A prickle of anticipation zips up my spine from the way he’s looking at me, but I can’t put my finger on why.

It’s not the first time I’ve showered since we’ve been here.

And it’s not the first time we’ve had breakfast and cleaned up together afterwards.

But something in the air has my hands shaking as I walk toward the staircase, my heart pounding behind my ribs almost painfully, my stomach doing little flips.

I take the stairs slowly, trying to calm my racing pulse.

Why am I so nervous?

He ran his lips up and down my neck, then I interrupted to tell him I’m going to shower.

That’s an invitation, right?

Shit.

I freeze on the stairs, second-guessing myself.

Did I mean to invite him? Do I want him to join me?

I know what will happen if he does.

He knows what will happen if he does.

And in typical Cormac fashion, I know all I have to do is leave a door cracked, both metaphorically and literally. He’ll do the rest, breaking down the barriers and taking what I don’t have the courage to ask for.

Stepping onto the top of the stairs, I find myself with two options.

I could use the hallway shower, the one I’ve used every day since I’ve been here.

Or…

Is it more obvious if I use the one in his room?

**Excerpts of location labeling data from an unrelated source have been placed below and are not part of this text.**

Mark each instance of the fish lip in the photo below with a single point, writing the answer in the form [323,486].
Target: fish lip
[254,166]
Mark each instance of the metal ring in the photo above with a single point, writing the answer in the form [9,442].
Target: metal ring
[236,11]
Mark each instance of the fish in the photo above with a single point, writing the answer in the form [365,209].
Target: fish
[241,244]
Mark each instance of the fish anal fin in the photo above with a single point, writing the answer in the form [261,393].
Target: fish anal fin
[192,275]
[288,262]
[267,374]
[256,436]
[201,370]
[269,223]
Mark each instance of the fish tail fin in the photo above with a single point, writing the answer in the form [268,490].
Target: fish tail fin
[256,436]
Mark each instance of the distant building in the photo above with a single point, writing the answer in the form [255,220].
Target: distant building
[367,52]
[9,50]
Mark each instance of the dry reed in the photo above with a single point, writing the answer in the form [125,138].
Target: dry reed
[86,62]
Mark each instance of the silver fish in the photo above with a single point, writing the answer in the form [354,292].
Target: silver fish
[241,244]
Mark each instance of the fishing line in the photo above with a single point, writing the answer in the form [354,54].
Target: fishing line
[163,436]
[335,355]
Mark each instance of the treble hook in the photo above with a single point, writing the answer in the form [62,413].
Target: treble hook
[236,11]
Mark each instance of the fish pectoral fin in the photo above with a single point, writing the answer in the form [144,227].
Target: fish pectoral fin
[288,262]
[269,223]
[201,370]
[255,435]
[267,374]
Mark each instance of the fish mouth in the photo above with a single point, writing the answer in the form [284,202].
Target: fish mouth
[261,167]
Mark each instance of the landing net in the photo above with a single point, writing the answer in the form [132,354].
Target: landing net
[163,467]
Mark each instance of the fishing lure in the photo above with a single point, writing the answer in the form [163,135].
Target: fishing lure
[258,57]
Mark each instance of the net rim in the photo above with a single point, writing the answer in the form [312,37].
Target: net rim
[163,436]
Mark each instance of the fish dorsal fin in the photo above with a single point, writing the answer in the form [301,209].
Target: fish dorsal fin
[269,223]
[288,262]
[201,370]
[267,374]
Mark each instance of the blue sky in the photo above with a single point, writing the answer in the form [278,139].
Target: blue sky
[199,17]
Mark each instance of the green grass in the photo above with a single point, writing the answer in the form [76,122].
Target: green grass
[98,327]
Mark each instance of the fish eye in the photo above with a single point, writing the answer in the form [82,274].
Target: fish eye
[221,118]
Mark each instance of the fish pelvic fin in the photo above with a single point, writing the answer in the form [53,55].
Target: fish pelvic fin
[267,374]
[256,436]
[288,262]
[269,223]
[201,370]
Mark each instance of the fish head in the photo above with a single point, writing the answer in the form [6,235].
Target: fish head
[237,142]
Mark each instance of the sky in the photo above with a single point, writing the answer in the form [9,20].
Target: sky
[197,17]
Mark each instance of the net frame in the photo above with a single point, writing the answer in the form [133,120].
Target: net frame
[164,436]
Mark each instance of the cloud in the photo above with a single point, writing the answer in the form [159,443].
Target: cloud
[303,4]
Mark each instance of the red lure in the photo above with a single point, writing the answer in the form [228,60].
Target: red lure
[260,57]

Jesus Christ, I’m overthinking this.

I’m not even sure I want it to be obvious or that I want him to get in with me.

That’s a lie.

Of course I do.

I just don’t want to say it.

Maybe he was right. Maybe I’m so fucked in the head that I need to convince myself I don’t want it, that he’s taking all of it by force, so I don’t need to feel guilty for letting him burrow into my soul.

His bathroom is just as pristine as the rest of the house, a nearly empty vanity with minimal toiletries. Starting the water, I wander to the counter as it heats up, grabbing the beautiful bottle nestled in with his razor and shaving cream.

Lifting the glass up to my nose, I inhale the utterly sinful cologne, my body getting fucking high at the scent Cormac wears. But even fresh from the bottle, it can’t compare to how intoxicating it is on his skin.

Of course, he could make even expensive cologne better somehow.

As the room starts to warm and steam, I strip my clothes with all the gentleness of ripping a Band-Aid off, throwing myself into the hot stream of water.

I let the heat wash over my muscles, relishing in the incredible pressure of water falling from the ceiling, wishing the relaxing water was enough to calm my nerves.